Set up SSL for your TeamForge site

SSL encryption (HTTPS) is enabled by default in TeamForge 17.1 and later.

  1. Back up your existing /etc/httpd/conf/httpd.conf file.
  2. Open the site-options.conf file, the master configuration file that controls your TeamForge site.
    • vi /opt/collabnet/teamforge/etc/site-options.conf
    Note: vi is an example.
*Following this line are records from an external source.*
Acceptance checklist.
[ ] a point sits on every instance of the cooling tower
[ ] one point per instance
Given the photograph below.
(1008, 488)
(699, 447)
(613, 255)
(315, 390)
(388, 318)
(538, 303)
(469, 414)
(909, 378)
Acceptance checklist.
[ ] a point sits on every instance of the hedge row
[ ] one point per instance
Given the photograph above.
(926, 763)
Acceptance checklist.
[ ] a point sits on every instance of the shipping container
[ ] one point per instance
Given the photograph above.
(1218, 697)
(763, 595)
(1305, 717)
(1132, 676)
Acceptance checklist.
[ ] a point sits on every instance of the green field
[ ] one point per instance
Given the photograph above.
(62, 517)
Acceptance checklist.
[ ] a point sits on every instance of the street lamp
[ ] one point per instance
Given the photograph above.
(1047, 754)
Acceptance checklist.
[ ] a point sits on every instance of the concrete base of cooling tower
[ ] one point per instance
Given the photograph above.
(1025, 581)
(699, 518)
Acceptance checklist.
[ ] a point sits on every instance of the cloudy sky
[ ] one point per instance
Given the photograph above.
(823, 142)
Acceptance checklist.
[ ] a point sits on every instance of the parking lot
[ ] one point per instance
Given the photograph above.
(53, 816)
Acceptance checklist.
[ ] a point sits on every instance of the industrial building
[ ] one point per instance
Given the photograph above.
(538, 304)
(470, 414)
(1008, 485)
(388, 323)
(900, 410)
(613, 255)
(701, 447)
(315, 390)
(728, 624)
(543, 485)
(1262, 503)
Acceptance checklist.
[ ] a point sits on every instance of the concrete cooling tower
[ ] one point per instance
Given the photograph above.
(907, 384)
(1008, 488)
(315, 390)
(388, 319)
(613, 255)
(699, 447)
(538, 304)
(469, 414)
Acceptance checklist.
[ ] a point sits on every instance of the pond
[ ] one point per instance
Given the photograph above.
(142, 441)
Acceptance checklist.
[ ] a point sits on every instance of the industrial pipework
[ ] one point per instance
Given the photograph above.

Any *nix text editor will work.
  3. Set the options to enable SSL for the site.
    1. Set the SSL_CERT_FILE variable to the location of the file that contains your site's SSL certificates.
      • SSL_CERT_FILE=www.example.com.crt
    2. Set the SSL_KEY_FILE variable to the location of the file that contains your site's RSA private keys.
      • SSL_KEY_FILE=www.example.com.key
      Important: Select a location for your cert file and your key file that is permanent across restarts. Don't use a temp directory that can be wiped out.
  4. In the site-options.conf file, make sure the value of the <hostname>:PUBLIC_FQDN token matches that of your SSL certificate.
  5. Rename the ssl.conf file (RHEL/CentOS: /etc/httpd/conf.d/ssl.conf) as ssl.conf.old, if it exists.
  6. If you are converting an existing site to use SSL (that is, if your site already has had users accessing it via HTTP and not HTTPS), you must update your site's publishing repository to use the new SSL settings.
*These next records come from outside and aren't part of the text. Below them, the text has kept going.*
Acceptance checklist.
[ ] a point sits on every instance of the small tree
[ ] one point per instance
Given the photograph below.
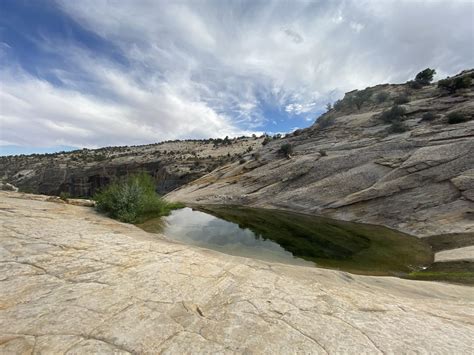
(286, 149)
(425, 77)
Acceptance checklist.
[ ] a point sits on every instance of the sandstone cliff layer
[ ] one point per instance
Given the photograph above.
(82, 283)
(355, 165)
(81, 173)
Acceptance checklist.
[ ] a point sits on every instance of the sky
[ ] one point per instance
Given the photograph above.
(93, 73)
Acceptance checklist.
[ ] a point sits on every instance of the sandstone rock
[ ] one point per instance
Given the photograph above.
(73, 281)
(5, 186)
(419, 182)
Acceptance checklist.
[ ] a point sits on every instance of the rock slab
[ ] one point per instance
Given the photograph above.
(73, 281)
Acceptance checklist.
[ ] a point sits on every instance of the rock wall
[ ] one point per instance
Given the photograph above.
(82, 173)
(350, 165)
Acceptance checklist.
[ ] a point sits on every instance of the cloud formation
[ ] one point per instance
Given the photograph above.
(144, 71)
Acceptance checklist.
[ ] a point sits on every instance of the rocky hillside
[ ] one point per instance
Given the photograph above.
(82, 172)
(400, 155)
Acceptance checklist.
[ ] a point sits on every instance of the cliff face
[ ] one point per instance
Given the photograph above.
(82, 283)
(82, 172)
(416, 174)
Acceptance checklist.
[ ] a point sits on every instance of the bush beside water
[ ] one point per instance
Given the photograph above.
(133, 200)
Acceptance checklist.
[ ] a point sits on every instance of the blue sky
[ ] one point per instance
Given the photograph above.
(94, 73)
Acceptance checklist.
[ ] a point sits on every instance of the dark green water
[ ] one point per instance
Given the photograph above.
(296, 239)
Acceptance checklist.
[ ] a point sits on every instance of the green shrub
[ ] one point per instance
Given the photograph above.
(428, 116)
(382, 97)
(394, 114)
(398, 127)
(457, 117)
(425, 77)
(286, 149)
(133, 200)
(400, 100)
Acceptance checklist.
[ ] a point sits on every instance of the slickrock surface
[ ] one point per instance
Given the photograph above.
(353, 167)
(82, 172)
(76, 282)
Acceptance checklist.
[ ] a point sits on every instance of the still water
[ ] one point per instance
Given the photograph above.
(294, 238)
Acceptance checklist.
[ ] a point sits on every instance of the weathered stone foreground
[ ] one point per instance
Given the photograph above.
(73, 281)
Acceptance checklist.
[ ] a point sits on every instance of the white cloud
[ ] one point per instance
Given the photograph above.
(210, 68)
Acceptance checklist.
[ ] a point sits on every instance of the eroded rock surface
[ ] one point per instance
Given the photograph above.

    To do this, ask your CollabNet support representative for the fix-publishing-repos-to-ssl.py script.

  7. Stop TeamForge.
    • teamforge stop
  8. Provision services.
    • teamforge provision
    Note:

    TeamForge 17.4 (and later) installer expects the system locale to be LANG=en_US.UTF-8. TeamForge "provision" command fails otherwise.

A new Apache configuration file is created with the information you provided in the site-options.conf file. The new file is named httpd.conf.cn_new. It contains VirtualHost sections for port 80 and port 443. All port 80 requests are redirected to port 443.

When you point your browser at CollabNet TeamForge, it should now automatically redirect to HTTPS.